At first glance, Plan Mode might seem like it should switch to a different read-only toolset, but that would hurt cache reuse. Anthropic has publicly described a tool-driven approach instead: the model can enter plan mode without changing the underlying tool prefix, which preserves cache stability.
defer_loading: Lazy Loading for Tools
Claude Code can have many MCP tools. Including every full definition in every request would be expensive, but adding and removing tools mid-session also hurts cache reuse. One approach Anthropic has described is to keep lightweight stubs in the stable prefix and load fuller schemas only when the model selects them.
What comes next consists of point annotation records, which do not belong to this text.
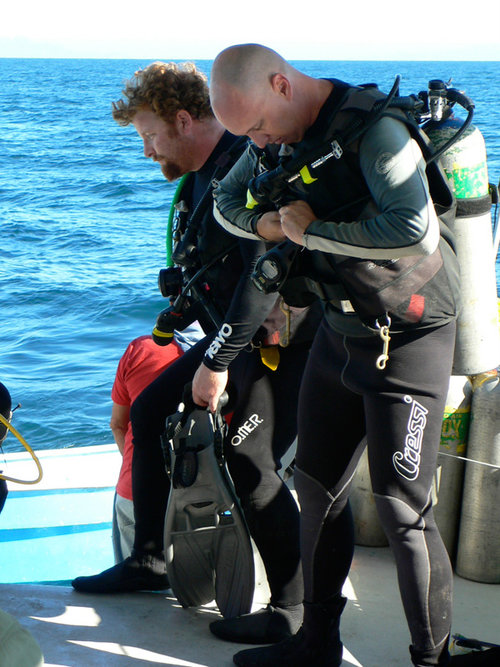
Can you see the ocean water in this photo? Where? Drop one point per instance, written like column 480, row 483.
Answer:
column 83, row 218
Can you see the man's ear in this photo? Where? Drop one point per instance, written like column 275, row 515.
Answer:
column 281, row 85
column 183, row 121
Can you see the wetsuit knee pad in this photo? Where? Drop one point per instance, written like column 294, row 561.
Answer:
column 396, row 514
column 315, row 500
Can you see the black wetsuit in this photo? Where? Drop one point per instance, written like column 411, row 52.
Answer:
column 345, row 396
column 263, row 424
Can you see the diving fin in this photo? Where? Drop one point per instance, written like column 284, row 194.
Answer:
column 208, row 550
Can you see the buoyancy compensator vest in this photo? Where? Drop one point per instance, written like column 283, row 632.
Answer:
column 199, row 247
column 408, row 290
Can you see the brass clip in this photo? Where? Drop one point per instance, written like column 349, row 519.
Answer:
column 285, row 338
column 384, row 331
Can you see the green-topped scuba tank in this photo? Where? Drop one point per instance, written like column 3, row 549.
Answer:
column 477, row 346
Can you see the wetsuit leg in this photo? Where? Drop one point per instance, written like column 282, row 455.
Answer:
column 331, row 427
column 150, row 483
column 403, row 408
column 404, row 422
column 262, row 429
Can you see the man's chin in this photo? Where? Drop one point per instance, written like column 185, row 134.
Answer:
column 171, row 171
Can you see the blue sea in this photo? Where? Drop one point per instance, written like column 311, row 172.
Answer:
column 83, row 218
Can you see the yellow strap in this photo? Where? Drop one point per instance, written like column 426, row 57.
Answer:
column 162, row 334
column 251, row 202
column 306, row 175
column 270, row 356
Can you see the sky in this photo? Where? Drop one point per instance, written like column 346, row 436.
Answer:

Verification Loop: No Verifier, No Engineering Agent
“Claude says it’s done” has little engineering value. What matters is knowing whether it’s correct, whether you can roll back if something’s wrong, and whether the process is auditable.
Verifier Levels
- Lowest: command exit codes, lint, typecheck, unit test
- Middle: integration tests, screenshot comparison, contract test, smoke test
- Higher: production log verification, monitoring metrics, manual review checklists
Explicitly Define Verification in Prompt, Skill, and CLAUDE.md
## Verification
For backend changes:
- Run `make test` and `make lint`
- For API changes, update contract tests under `tests/contracts/`
For UI changes:
- Capture before/after screenshots if visual
Definition of done:
- All tests pass
- Lint passes
- No TODO left behind unless explicitly tracked
When writing task prompts or skills, define acceptance criteria upfront. Which commands must pass, what to check first if they fail, what screenshots and logs should show to pass,the earlier these are clear, the less trouble later.
My simple test: if you can’t clearly explain “how Claude knows it’s done correctly,” it’s probably not suitable to throw at Claude for autonomous completion.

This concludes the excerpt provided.